El suicidio de Occidente: el libro de Raúl González Zorrilla
imprescindible para conocer el mundo que viene (
En contra del multiculturalismo)
28 mayo 2022
Raúl González Zorrilla.- Hay palabras que viven instaladas en una bonanza que se les presupone y que permanecen cómodamente aposentadas en este prestigio convenciéndonos de que lo que significan y transmiten es algo absolutamente beneficioso para los seres humanos. Uno de estos vocablos tan bien acreditados es el de “multiculturalismo”, concepto que la Real Academia Española de la Lengua define como la “convivencia de diversas culturas” y que, popularmente, se ha querido entender, equivocadamente, como un fenómeno que permite la “convivencia ‘positiva’ de diversas culturas”.
En 2002, el antropólogo español Mikel Azurmendi, por aquel entonces presidente del Foro de la Inmigración, levantó una gran tormenta política y cultural al declarar públicamente que la multiculturalidad encerraba, sobre todo, valores negativos, y que muy pocas cosas buenas se habían derivado de la misma. Rápidamente, pseudoprogresistas de todo pelaje, izquierdistas de salón, “expertos” en las más diversas disciplinas y políticos de las más variadas ideologías se apresuraron a denunciar estas afirmaciones contra la corrección política, a poner de manifiesto estentóreamente su disconformidad con el autor de Estampas de El Ejido y a exigir, incluso, la dimisión de éste porque, en opinión de todos estos presuntos especialistas en todo, oponerse al multiculturalismo es lo mismo que cometer un acto intolerable de racismo o de falta de respeto hacia otras culturas.
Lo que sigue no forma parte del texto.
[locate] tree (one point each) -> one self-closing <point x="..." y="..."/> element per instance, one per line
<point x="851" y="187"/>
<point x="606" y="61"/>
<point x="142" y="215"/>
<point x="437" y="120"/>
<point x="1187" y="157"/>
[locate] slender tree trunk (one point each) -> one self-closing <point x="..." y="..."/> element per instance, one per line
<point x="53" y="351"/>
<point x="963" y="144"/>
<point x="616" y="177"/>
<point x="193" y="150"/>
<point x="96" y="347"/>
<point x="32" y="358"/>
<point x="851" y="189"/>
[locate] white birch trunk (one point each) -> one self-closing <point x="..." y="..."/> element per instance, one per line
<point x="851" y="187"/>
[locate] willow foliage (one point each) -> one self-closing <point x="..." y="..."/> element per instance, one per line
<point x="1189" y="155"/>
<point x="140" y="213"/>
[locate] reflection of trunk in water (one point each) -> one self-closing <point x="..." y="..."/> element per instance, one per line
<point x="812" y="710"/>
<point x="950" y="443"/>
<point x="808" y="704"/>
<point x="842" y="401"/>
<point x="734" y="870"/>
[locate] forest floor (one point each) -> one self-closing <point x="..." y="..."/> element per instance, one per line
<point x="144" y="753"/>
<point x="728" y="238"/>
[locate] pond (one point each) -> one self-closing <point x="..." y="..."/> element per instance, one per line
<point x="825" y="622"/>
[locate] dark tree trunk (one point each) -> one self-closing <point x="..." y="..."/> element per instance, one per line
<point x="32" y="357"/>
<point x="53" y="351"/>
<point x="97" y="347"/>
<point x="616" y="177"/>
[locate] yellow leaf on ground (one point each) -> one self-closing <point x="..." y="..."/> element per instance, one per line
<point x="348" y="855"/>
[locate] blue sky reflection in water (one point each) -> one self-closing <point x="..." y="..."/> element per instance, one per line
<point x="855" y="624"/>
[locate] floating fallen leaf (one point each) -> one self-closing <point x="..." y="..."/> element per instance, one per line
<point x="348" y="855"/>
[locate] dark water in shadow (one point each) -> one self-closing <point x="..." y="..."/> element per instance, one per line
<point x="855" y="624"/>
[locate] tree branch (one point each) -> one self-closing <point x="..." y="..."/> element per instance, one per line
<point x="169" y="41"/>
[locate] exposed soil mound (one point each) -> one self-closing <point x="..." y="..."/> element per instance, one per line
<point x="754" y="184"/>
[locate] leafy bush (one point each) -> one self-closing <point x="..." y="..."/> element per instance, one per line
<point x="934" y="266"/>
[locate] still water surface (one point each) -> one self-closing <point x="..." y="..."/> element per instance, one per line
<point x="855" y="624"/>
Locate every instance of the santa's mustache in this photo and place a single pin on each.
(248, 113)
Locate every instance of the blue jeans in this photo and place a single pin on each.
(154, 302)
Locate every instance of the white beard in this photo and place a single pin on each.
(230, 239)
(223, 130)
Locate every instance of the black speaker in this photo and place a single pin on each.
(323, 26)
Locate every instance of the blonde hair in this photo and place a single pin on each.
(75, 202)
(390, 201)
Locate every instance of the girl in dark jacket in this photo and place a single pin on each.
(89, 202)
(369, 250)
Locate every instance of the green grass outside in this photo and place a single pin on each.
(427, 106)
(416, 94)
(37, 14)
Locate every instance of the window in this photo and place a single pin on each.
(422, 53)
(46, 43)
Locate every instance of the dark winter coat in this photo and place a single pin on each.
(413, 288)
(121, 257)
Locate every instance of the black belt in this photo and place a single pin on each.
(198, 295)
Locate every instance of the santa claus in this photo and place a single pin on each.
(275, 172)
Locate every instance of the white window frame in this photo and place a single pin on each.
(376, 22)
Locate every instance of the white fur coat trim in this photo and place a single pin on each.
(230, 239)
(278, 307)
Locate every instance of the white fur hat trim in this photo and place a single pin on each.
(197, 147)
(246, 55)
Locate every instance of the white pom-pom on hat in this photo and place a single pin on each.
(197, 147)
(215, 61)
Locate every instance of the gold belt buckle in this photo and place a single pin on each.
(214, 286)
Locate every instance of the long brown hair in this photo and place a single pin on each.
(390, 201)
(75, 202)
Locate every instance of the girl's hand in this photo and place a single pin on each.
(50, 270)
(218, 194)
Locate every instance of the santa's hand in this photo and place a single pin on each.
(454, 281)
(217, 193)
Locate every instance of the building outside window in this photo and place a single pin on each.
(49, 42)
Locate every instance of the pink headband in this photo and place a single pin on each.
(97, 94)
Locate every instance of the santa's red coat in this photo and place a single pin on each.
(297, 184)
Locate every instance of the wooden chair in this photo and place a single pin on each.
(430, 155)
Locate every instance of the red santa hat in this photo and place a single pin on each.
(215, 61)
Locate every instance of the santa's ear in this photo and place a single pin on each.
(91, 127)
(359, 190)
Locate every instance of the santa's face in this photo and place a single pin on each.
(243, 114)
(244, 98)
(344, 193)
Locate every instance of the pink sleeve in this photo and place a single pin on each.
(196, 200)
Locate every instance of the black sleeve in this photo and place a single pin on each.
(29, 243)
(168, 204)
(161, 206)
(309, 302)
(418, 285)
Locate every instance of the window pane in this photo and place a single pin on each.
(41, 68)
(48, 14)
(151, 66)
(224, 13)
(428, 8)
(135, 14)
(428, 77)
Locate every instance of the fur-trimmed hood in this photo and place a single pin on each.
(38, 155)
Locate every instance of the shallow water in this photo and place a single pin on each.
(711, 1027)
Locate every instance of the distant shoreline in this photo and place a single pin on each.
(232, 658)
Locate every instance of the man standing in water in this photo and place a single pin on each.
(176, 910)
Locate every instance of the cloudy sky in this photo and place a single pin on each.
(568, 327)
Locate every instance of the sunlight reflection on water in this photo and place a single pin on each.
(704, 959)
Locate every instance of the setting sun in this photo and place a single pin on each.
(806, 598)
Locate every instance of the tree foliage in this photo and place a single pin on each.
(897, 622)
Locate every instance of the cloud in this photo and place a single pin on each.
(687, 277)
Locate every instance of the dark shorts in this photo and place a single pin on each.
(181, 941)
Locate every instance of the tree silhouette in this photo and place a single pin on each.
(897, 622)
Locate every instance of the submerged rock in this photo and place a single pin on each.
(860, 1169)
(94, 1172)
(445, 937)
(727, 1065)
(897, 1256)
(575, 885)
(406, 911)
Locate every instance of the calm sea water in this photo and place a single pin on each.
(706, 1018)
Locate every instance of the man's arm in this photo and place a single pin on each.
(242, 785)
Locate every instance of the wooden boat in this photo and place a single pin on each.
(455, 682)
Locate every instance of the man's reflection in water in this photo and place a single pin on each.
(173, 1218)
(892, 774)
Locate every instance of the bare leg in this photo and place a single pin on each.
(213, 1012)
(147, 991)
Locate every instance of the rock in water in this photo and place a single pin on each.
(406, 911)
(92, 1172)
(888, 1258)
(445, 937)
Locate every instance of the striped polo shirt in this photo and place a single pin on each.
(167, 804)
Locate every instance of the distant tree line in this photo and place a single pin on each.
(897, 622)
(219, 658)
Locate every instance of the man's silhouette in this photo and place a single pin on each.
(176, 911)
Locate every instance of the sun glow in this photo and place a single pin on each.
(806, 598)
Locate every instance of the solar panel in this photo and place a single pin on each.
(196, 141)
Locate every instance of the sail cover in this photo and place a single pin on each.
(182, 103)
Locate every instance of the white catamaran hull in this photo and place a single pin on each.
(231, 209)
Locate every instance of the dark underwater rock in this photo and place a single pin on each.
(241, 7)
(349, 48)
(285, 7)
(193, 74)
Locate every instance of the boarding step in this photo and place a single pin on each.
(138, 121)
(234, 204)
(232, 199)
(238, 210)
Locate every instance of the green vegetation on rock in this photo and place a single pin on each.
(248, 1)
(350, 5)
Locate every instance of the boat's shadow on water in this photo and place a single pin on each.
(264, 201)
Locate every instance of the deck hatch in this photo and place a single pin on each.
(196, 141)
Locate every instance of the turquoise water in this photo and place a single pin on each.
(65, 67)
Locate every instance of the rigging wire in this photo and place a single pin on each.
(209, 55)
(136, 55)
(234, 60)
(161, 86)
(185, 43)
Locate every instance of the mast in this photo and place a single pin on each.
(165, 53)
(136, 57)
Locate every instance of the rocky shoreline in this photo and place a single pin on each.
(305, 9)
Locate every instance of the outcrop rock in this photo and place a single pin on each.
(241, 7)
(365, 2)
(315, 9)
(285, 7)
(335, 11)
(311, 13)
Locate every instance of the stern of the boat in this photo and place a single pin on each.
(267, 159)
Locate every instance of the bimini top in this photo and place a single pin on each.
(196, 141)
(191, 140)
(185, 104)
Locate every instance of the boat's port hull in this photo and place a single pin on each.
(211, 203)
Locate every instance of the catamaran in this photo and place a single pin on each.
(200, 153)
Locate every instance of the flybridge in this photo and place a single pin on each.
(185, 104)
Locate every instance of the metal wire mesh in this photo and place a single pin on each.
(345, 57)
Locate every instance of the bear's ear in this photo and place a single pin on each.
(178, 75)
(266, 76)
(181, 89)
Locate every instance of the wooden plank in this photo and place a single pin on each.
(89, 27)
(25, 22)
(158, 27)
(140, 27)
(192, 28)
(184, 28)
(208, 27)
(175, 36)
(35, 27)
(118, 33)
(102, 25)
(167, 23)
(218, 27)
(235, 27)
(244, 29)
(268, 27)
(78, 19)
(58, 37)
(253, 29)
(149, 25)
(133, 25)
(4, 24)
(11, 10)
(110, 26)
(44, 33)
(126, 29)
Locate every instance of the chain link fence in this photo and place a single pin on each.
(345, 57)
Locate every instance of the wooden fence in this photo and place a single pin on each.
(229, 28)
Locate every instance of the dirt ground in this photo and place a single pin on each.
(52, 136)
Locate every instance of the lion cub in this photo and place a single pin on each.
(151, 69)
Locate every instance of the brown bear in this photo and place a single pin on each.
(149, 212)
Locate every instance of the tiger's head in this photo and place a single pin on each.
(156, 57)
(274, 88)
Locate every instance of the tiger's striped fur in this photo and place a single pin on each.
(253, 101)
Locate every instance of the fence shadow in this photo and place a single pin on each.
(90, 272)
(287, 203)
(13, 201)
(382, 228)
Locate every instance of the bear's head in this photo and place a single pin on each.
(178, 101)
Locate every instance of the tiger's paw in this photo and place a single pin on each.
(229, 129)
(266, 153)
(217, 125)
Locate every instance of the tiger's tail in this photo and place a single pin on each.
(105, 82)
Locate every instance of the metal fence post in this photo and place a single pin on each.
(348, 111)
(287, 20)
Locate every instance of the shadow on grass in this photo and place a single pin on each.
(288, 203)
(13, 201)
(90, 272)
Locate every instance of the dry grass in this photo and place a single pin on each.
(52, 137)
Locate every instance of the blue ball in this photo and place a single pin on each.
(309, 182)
Pero la realidad es tozuda y el multiculturalismo, utilizado como ariete tanto por el totalitarismo islamista como por el totalitarismo de extrema izquierda, se reafirma una vez sí y otra también como algo profundamente contraproducente y negativo para el desarrollo de la convivencia en nuestras sociedades. Lo auténticamente enriquecedor para cualquier comunidad es el mestizaje, la mezcla, el cruce de individuos, la mixtura de orígenes y la coexistencia pacífica de hombres y mujeres procedentes de los más variados lugares. Pero el multiculturalismo es algo absolutamente opuesto a esta emulsión cultural, a este cóctel convivencial o al asimilacionismo o integracionismo que abanderan países como Estados Unidos.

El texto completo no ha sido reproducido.